In a recent discussion, Shriver detailed the genesis of this old, new novel.

It was 1998, after six mostly unread novels and before her blockbuster, We Need to Talk About Kevin, that she completed this novel. She could not find a publisher because she had a terrible sales record, which, according to her, is roughly akin to a terrible criminal record in the publishing business. For a second reason, terrorism was not on the American radar; it was a problem in foreign countries. The first World Trade Center Bombing and Oklahoma City were "one-offs," not the sort of thing that was likely to happen here with regularity we all believed. She gave up the effort after to dozens of rejections.

Kevin solved the first problem then 9/11 came along. Even today, many find it insensitive to talk about terrorism with any attempt at humor. Shriver noted a New York Times review that she called the most "outrageous and vicious review I've ever received." But, as Shriver clearly indicated in her talk, "It is one thing to write with a light touch; another to make light of something." "Retaining our sense of humor about everything is imperative…our way to take control of our lives."

The New Republic does examine terrorism with her tongue in cheek.

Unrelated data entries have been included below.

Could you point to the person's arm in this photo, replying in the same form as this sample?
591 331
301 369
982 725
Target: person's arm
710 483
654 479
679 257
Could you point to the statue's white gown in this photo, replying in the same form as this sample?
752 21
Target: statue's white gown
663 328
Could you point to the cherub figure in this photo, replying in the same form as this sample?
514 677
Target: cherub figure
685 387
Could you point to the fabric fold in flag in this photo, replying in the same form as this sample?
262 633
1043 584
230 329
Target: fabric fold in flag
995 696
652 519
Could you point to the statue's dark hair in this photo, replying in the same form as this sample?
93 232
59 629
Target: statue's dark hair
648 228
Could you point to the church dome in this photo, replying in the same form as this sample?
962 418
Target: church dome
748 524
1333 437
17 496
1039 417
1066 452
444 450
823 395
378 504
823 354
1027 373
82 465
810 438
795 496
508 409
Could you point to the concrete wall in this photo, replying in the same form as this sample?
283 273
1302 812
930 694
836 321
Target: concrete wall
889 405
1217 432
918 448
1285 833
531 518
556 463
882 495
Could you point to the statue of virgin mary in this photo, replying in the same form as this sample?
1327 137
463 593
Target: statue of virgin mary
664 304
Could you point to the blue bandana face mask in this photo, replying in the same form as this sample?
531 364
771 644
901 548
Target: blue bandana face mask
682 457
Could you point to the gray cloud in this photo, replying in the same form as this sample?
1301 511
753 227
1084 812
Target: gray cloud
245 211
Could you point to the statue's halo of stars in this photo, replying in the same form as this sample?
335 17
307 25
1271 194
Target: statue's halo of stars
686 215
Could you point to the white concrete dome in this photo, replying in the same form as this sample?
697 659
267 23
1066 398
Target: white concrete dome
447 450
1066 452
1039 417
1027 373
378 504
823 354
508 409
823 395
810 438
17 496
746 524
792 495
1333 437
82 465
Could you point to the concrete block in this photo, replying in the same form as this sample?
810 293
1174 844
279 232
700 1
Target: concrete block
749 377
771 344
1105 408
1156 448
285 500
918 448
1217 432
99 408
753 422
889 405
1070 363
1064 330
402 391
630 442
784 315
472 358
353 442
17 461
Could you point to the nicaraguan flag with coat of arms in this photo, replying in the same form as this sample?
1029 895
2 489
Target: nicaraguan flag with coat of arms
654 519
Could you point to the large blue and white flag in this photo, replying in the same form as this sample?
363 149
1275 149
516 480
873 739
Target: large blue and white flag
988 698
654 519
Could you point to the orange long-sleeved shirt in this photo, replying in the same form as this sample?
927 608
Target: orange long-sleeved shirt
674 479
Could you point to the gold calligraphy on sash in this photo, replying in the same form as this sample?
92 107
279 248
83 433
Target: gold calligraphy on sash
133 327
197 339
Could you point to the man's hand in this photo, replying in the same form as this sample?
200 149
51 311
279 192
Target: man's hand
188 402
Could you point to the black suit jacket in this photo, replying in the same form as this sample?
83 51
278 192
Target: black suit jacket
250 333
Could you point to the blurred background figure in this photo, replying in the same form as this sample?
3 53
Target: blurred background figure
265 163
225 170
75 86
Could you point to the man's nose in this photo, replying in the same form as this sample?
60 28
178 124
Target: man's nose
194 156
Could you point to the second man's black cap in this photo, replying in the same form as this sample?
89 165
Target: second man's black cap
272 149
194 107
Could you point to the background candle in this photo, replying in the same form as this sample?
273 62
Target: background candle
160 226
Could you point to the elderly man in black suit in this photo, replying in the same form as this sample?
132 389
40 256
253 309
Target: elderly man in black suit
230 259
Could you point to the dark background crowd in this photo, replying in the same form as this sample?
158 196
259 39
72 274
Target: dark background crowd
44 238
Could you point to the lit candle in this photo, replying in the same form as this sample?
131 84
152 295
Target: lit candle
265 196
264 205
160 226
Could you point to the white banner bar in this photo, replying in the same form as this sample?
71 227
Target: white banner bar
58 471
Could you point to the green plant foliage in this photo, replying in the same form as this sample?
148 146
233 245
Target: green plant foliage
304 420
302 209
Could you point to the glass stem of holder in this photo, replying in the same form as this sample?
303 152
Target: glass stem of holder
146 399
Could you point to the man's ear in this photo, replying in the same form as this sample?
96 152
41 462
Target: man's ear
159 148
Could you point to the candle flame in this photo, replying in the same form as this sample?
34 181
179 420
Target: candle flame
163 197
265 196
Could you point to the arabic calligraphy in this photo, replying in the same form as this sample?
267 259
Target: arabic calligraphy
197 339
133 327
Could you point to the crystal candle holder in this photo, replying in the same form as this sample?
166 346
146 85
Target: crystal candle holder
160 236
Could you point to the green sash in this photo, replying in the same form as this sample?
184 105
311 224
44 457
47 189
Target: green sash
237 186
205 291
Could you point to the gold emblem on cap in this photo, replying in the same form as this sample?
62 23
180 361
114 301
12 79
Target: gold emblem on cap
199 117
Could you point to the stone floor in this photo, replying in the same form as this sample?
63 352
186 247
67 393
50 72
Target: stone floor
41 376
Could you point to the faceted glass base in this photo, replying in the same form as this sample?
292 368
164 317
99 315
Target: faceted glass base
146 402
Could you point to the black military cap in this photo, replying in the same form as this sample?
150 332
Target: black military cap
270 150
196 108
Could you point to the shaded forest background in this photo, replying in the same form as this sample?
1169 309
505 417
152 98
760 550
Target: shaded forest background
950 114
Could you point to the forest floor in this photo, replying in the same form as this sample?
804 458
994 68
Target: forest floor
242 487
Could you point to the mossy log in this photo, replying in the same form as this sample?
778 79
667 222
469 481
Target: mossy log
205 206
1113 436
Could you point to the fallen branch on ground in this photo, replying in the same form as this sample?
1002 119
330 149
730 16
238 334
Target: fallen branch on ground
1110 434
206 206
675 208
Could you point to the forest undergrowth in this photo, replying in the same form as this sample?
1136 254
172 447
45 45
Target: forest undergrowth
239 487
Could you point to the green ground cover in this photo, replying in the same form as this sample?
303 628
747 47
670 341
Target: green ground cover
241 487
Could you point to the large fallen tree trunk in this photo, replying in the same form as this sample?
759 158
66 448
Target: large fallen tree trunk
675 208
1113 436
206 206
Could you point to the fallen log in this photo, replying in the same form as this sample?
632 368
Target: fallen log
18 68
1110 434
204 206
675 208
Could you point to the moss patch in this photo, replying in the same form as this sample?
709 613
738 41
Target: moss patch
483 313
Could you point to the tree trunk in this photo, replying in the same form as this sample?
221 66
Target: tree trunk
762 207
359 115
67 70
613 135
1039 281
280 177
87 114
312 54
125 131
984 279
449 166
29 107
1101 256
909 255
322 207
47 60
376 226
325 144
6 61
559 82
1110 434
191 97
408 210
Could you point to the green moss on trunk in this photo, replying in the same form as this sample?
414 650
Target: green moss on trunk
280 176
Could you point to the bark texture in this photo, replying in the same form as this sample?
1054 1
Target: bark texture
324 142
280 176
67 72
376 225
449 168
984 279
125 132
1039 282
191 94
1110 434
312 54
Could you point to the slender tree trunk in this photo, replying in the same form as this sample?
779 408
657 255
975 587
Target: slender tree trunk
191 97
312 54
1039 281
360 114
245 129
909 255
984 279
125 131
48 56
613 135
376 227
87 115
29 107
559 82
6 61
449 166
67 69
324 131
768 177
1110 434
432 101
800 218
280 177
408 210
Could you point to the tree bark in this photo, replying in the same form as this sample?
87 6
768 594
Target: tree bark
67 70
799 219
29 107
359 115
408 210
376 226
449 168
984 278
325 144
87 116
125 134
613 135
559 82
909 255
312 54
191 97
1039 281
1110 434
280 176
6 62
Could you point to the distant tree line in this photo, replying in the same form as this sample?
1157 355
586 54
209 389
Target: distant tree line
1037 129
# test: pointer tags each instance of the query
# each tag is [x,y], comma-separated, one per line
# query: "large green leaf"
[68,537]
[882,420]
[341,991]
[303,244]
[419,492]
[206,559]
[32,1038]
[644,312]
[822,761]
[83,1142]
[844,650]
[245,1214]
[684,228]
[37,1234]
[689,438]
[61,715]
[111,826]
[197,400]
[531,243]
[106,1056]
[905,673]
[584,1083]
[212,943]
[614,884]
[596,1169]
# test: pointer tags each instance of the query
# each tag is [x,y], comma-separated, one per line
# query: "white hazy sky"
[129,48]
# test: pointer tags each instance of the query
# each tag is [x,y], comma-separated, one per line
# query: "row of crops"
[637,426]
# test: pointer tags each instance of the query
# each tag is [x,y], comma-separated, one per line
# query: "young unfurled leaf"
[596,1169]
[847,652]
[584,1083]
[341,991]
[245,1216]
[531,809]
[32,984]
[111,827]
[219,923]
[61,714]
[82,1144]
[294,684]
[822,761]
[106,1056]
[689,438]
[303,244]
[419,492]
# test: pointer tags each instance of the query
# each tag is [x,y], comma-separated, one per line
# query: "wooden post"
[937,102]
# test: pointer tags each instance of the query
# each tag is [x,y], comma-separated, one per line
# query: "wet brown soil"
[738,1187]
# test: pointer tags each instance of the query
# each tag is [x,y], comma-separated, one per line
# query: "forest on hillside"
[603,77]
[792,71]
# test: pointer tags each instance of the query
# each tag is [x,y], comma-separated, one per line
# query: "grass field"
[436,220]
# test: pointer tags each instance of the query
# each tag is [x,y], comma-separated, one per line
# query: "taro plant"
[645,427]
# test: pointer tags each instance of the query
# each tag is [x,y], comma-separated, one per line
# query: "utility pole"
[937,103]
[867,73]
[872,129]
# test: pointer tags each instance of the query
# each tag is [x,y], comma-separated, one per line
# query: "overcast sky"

Having lived twelve years in Belfast and reporting on the "troubles," she fully understands the issue. Edgar E. Kellogg is the brains of the book in two aligned themes. The first applies to terrorism and asks the ultimate question: "What would happen if they gave a war and no one came?" In this case, Edgar invents a terrorist organization, the Os Soldados Ousados de Barba, The Daring Soldiers of Barba, known as the SOB. Even the country is a fiction as Shriver appended a peninsula to the south of Portugal and set her story there. Kellogg, who has quit his job as a corporate attorney and been hired on as a super stringer for a newspaper, is sent to Barba. Like the other journalists, he begins to invent stories because, in truth, there really was no news. They became their own sources of information. Any story created by one was repeated by the next, until like that child's game of "rumor," the sheer volume of repeated fabrications lent these "facts" so much weight they became true and reported around the world.

Shriver also examine the cult of personality through Kellogg and his interactions with others. Ostracized as a fat schoolboy, he always wanted to be like someone. He was (and is) the proverbial moth drawn to a flame. An old school hero helps him get the newspaper job and he is dispatched to Barba to replace the famous Barrington Saddler, a mysterious journalist of great repute and indisputable anonymity. Is it any wonder that his initials are BS? No one seems to know where he is, but Kellogg wants to know. He wants to equal Saddler's reportorial skills so he has imaginary conversations with Saddler about the situation. It is these conversations that work least in an otherwise fine novel. In many ways, however, Kellogg finally becomes someone and escapes the shadows in which he has lived his entire life. His "creative factoids had infected copy all over the world" and he understood how hackers appreciated the infamy gained from credit for the viruses they planted into computers.

Shriver emphasized that she had done little to change the book in the nearly 14 years since its initial completion other than "tighten it a little." "I was way ahead of the curve on this one," she said. Many of those paragraphs that seem so prescient were already that way and it would have "been wrong to change them." For example, Kellogg's account of his experience going through airport security while flying from Portugal to Barba presages the bureaucratic bungling so often associated with our modern TSA.

There is much to enjoy and admire in The New Republic. The writing is clear and beautifully expressed though a bit of judicious editing could have avoided the occasional descriptions at cross purposes. The satiric humor shines through. The central characters are finely drawn in the main, even Barrington who does not appear until the end. The examinations of terrorism and the cult of personality are equally exact. It is a novel worth reading.